Our mothers and fathers were werewolves. They lived an outsider's existence in caves at the edge of the forest, threatened by frost and pitchforks. They had been ostracized by the local farmers for eating their silled fruit pies and terrorizing the heifers. They had ostracized the local wolves by having sometimes-thumbs, and regrets, and human children. (Their condition skips a generation.) Our pack grew up in a green purgatory. We couldn't keep up with the purebred wolves, but we never stopped crawling. We spoke a slab-tongued pidgin in the cave, inflected with frequent howls. Our parents wanted something better for us; they wanted us to get braces, use towels, be fully bilingual. When the nuns showed up, our parents couldn't refuse their offer. The nuns, they said, would make us naturalized citizens of human society. We would go to St. Lucy's to study a better culture. We didn't know at the time that our parents were sending us away for good. Neither did they.

That first afternoon, the nuns gave us free rein of the grounds. Everything was new, exciting and interesting. A low granite wall surrounded St. Lucy's, the blue woods humming for miles behind it.
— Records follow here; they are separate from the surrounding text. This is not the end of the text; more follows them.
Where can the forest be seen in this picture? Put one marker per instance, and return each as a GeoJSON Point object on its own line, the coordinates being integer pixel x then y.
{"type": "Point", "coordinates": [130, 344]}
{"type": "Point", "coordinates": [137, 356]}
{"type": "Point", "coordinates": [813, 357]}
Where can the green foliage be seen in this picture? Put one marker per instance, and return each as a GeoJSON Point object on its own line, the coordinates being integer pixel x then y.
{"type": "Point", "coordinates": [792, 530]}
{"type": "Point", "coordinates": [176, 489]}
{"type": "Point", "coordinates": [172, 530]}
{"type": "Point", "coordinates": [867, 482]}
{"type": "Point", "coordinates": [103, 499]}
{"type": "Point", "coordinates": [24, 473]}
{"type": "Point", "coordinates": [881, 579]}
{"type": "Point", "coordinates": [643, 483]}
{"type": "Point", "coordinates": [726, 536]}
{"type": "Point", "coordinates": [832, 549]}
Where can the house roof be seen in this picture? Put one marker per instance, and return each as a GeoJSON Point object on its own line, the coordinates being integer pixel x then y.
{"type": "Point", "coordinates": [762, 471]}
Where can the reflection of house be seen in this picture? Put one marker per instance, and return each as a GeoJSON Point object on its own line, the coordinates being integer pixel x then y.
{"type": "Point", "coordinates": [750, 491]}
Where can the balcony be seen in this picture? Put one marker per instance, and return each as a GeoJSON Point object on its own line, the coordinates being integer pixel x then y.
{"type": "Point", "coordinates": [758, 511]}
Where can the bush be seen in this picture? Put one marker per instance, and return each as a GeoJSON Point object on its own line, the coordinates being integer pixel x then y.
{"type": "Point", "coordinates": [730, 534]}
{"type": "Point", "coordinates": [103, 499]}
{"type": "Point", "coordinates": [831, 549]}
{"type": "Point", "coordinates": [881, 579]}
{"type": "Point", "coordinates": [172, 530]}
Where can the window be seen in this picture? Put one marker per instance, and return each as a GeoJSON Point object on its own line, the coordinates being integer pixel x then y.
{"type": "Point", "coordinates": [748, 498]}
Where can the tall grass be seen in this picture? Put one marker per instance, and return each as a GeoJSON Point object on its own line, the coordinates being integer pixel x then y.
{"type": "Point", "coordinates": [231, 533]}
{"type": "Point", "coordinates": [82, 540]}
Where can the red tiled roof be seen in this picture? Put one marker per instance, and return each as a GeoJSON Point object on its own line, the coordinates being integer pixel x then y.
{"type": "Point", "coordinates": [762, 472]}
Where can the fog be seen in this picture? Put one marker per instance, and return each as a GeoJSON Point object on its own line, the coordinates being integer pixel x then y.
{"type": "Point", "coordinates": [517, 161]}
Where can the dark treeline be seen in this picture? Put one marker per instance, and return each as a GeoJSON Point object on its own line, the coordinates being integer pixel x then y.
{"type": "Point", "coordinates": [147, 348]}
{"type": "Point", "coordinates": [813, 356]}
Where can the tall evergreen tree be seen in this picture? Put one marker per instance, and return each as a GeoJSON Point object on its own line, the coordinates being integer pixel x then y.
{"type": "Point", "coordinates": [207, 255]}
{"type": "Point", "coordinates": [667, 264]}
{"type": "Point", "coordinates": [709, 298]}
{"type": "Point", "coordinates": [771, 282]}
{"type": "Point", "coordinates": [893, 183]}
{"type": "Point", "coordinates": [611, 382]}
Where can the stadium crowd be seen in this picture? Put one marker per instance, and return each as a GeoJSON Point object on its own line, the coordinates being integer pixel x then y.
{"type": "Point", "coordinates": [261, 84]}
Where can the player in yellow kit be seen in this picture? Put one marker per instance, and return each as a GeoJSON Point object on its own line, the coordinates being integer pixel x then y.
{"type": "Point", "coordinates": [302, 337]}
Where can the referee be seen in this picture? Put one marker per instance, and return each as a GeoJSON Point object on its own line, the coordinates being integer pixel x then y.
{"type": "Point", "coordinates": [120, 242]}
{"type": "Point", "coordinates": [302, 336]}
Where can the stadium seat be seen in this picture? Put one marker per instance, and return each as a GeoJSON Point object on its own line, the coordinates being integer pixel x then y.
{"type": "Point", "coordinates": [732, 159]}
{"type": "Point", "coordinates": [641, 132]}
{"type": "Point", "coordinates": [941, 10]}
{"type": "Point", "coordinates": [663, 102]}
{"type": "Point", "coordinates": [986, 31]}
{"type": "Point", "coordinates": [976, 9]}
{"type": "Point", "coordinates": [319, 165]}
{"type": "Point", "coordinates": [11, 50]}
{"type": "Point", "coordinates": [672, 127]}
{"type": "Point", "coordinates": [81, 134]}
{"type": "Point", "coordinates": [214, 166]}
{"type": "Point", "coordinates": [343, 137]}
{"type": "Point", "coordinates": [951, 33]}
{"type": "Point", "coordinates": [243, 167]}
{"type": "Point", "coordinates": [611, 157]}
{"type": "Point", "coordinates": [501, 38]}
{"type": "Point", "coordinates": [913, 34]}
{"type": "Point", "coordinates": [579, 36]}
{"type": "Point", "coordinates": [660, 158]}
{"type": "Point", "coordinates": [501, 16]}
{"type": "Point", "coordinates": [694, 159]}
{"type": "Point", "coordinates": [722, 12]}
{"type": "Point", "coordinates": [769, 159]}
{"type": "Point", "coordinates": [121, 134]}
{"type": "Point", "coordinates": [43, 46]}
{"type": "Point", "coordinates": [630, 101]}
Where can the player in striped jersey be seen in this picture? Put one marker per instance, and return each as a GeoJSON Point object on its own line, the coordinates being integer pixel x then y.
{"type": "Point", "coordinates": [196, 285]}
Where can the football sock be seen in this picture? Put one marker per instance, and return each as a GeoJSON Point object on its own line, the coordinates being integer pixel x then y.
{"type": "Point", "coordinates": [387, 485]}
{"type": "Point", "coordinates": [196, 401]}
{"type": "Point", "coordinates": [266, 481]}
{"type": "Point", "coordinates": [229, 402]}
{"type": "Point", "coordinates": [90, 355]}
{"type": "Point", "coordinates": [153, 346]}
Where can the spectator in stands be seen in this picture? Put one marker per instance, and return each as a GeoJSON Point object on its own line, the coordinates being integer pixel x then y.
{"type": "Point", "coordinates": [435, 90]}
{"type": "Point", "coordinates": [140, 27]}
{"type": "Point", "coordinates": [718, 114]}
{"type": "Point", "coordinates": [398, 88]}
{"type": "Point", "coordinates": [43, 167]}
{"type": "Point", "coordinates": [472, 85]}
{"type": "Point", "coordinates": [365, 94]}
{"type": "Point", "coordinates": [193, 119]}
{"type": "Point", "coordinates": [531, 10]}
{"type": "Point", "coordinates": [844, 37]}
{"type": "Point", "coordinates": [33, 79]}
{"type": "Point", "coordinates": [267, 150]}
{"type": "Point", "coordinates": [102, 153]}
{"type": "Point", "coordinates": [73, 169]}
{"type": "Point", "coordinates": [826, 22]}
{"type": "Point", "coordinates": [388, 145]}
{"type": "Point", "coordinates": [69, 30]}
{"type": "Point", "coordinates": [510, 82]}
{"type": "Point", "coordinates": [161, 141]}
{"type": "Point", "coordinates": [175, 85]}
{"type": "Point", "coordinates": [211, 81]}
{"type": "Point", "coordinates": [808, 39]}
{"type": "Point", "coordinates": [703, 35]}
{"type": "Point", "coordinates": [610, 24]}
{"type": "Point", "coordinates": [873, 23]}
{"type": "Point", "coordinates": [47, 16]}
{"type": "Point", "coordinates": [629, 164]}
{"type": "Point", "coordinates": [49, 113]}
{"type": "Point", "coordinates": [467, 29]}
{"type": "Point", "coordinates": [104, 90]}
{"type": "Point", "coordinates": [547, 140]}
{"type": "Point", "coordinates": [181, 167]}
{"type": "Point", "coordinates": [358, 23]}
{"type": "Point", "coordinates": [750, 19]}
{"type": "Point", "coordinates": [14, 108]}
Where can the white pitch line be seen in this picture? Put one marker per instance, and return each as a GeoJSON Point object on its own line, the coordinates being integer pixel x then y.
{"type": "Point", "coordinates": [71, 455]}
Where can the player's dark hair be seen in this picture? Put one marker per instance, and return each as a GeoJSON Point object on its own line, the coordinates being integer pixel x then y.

There was a stone fountain full of delectable birds. There was a statue of St. Lucy. Her marble skin was colder than our mother's nose, her pupilless eyes rolled heavenward. Doomed squirrels gambolled around her stony toes. Our diminished pack threw back our heads in a celebratory howl-an exultant and terrible noise, even without a chorus of wolf-brothers in the background. There were holes everywhere!

We supplemented these holes by digging some of their own. We interred sticks, and our itchy new jumpers, and the bones of the friendly, unfortunate squirrels. Our noses ached beneath an invisible assault. Everything was smudged with a human odour: baking bread, petrol, the nun's faint woman-smell sweating out beneath a dark perfume of tallow and incense. We smelled one another, too, with the same astounded fascination. Our own scent had become foreign in this strange place.

We had just sprawled out in the sun for an afternoon nap, yawning into the warm dirt, when the nuns reappeared. They conferred in the shadow of the juniper tree, whispering and pointing. Then they started towards us. The oldest sister had spent the past hour twitching in her sleep, dreaming of fatty and infirm elk. (The pack used to dream the same dreams back then, as naturally as we drank the same water and slept on the same red scree.) When our oldest sister saw the nuns approaching, she instinctively bristled. It was an improvised bristle, given her new, human limitations. She took clumps of her scraggly, nut-brown hair and held it straight out from her head.

Sister Maria gave her a brave smile.